Pickle module implement protocols for serializing and deserializing python objects to a bytestream.

In [28]:
import pickle

In [29]:
# Serialization
pickle.dump(model, open('models/model.pkl', 'wb'))

In [30]:
# Deserialization
pickle_model = pickle.load(open('models/model.pkl', 'rb'))

In [31]:
# Prediction
y_pred = pickle_model.predict(x_test)
y_pred

array([ 6863.62855482, 21566.20178414, 11408.97411649,  5985.98770385,
        9468.94096303, 14340.78835904,  7739.29658797, 36655.82084638,
        7445.25467913,  9627.28951173,  4008.7947898 , 10375.29411098,
        7545.67645761,  9352.85961158, 16602.53073294,  6731.29361765,
        1950.47008273,  5267.3968403 , 34028.        ,  4606.80719846,
        9722.77675454,  9126.86254149,  6212.50208146, 20744.80630235,
        5110.82639683,  9768.54984982, 18391.5718596 ,  9763.09574787,
        5829.37005383,  6210.3225186 , 33559.77312113, 16233.83973568,
       13185.51774306, 18033.56617963, 28845.24591507, 10063.65792034,
       10522.65415119, 10586.04337225, 14003.72864568,  6257.37536935,
       15416.73855962])

In [32]:
# Pickle model test score
r2_score(y_test, y_pred)

0.8163709811361523

In [33]:
# Initial test score
Testing_score

0.8163709811361523

Another alternative to pickle is joblib module.
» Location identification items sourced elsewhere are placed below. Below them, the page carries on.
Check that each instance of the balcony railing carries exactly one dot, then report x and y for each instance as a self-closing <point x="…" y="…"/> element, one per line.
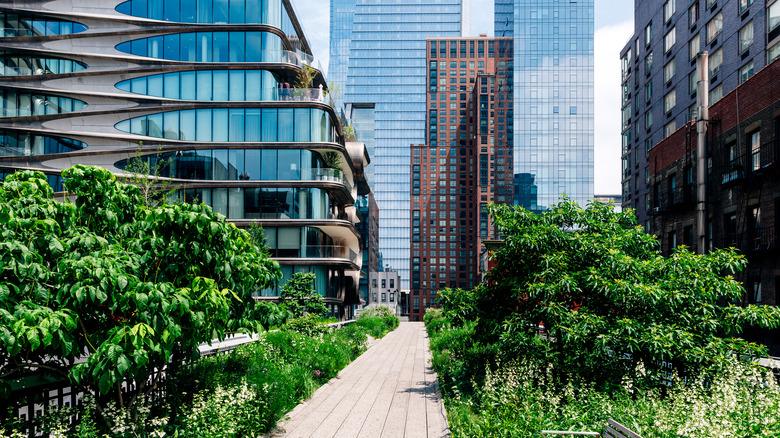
<point x="324" y="174"/>
<point x="754" y="162"/>
<point x="317" y="252"/>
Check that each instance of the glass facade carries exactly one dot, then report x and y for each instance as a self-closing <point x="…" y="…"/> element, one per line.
<point x="240" y="165"/>
<point x="208" y="85"/>
<point x="265" y="203"/>
<point x="208" y="47"/>
<point x="14" y="64"/>
<point x="236" y="125"/>
<point x="387" y="70"/>
<point x="25" y="144"/>
<point x="553" y="100"/>
<point x="341" y="22"/>
<point x="15" y="25"/>
<point x="22" y="104"/>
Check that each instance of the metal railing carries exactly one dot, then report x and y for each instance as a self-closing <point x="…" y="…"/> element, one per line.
<point x="317" y="252"/>
<point x="325" y="174"/>
<point x="762" y="239"/>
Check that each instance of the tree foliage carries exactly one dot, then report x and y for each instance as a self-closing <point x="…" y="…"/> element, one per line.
<point x="123" y="286"/>
<point x="298" y="297"/>
<point x="606" y="295"/>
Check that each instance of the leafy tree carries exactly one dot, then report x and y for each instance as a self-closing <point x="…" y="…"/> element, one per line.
<point x="299" y="298"/>
<point x="123" y="286"/>
<point x="607" y="297"/>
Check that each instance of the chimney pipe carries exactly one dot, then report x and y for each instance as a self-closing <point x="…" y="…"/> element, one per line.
<point x="702" y="117"/>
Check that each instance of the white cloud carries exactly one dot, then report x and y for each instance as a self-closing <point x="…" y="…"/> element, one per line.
<point x="609" y="40"/>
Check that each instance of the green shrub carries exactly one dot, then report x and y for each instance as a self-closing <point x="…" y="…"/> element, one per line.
<point x="376" y="326"/>
<point x="378" y="311"/>
<point x="308" y="324"/>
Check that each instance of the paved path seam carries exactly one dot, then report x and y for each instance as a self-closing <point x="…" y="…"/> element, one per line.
<point x="389" y="391"/>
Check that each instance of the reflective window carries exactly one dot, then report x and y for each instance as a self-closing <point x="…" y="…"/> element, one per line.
<point x="211" y="47"/>
<point x="22" y="144"/>
<point x="321" y="275"/>
<point x="242" y="165"/>
<point x="15" y="25"/>
<point x="243" y="85"/>
<point x="223" y="125"/>
<point x="266" y="203"/>
<point x="21" y="104"/>
<point x="14" y="64"/>
<point x="207" y="11"/>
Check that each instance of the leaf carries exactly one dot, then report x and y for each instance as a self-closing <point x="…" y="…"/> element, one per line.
<point x="55" y="246"/>
<point x="33" y="339"/>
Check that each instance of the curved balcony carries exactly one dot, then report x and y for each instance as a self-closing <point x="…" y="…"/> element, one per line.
<point x="318" y="252"/>
<point x="325" y="174"/>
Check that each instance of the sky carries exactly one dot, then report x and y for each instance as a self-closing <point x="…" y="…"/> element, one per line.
<point x="614" y="23"/>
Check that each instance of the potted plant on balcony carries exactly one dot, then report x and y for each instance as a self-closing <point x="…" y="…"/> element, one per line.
<point x="302" y="86"/>
<point x="333" y="161"/>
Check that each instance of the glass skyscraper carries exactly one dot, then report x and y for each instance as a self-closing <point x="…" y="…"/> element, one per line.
<point x="200" y="90"/>
<point x="386" y="78"/>
<point x="553" y="101"/>
<point x="504" y="16"/>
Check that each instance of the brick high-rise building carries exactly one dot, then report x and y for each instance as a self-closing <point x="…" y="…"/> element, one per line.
<point x="466" y="163"/>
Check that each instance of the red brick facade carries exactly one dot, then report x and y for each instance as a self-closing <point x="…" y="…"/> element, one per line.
<point x="469" y="102"/>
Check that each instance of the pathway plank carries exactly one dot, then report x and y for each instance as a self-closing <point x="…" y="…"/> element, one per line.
<point x="389" y="391"/>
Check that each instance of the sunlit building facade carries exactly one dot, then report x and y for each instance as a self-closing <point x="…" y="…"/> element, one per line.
<point x="202" y="86"/>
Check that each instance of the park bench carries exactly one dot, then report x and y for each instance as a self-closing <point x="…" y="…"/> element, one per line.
<point x="613" y="429"/>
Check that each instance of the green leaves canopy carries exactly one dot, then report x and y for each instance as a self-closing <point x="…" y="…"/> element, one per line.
<point x="108" y="277"/>
<point x="595" y="280"/>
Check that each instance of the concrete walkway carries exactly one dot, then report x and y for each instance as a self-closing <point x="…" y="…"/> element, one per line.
<point x="389" y="391"/>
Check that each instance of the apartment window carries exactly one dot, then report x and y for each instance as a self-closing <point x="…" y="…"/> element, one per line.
<point x="670" y="100"/>
<point x="754" y="139"/>
<point x="693" y="47"/>
<point x="669" y="70"/>
<point x="746" y="72"/>
<point x="745" y="37"/>
<point x="648" y="62"/>
<point x="715" y="94"/>
<point x="669" y="128"/>
<point x="730" y="229"/>
<point x="773" y="53"/>
<point x="693" y="14"/>
<point x="744" y="5"/>
<point x="714" y="27"/>
<point x="773" y="14"/>
<point x="670" y="39"/>
<point x="715" y="62"/>
<point x="648" y="34"/>
<point x="669" y="9"/>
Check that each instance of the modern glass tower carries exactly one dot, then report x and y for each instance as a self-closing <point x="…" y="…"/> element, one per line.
<point x="553" y="101"/>
<point x="386" y="79"/>
<point x="204" y="86"/>
<point x="504" y="16"/>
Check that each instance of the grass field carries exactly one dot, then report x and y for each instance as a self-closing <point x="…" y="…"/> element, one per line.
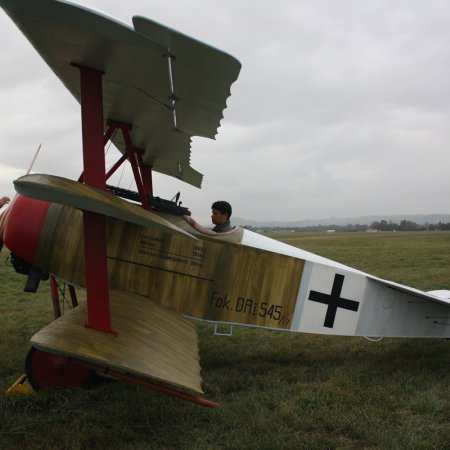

This is a better fit for serializing scikit-learn models as it works more efficiently with objects that have large numpy arrays internally. Machine learning models often hold model parameters in the form of sparse vectors this is why joblib is the preferred option to serialize models out to disc.

In [34]:
import joblib

In [35]:
filename = 'models/model.joblib'

In [36]:
# Serialization
joblib.dump(model, filename)

['models/model.joblib']

In [37]:
# Deserialization
joblib_model = joblib.load(filename)

In [38]:
# Predicting
y_pred = joblib_model.predict(x_test)
y_pred

array([ 6863.62855482, 21566.20178414, 11408.97411649,  5985.98770385,
        9468.94096303, 14340.78835904,  7739.29658797, 36655.82084638,
        7445.25467913,  9627.28951173,  4008.7947898 , 10375.29411098,
        7545.67645761,  9352.85961158, 16602.53073294,  6731.29361765,
        1950.47008273,  5267.3968403 , 34028.        ,  4606.80719846,
        9722.77675454,  9126.86254149,  6212.50208146, 20744.80630235,
        5110.82639683,  9768.54984982, 18391.5718596 ,  9763.09574787,
        5829.37005383,  6210.3225186 , 33559.77312113, 16233.83973568,
       13185.51774306, 18033.56617963, 28845.24591507, 10063.65792034,
       10522.65415119, 10586.04337225, 14003.72864568,  6257.37536935,
       15416.73855962])

In [39]:
# Joblib model test score
r2_score(y_test, y_pred)

0.8163709811361523

In [40]:
# Initial test score
Testing_score

0.8163709811361523

In [41]:
!ls models

model.joblib
model.pkl
regressor_param.txt


The above files are the serialized model that was saved to disc. All model test scores are consistent with the initial test score (81%). This shows the serialized model works. The joblib serialization is the most preferred because it can hold model parameters in the form of sparse vectors, as well as you do not need to know the model parameters to serialize.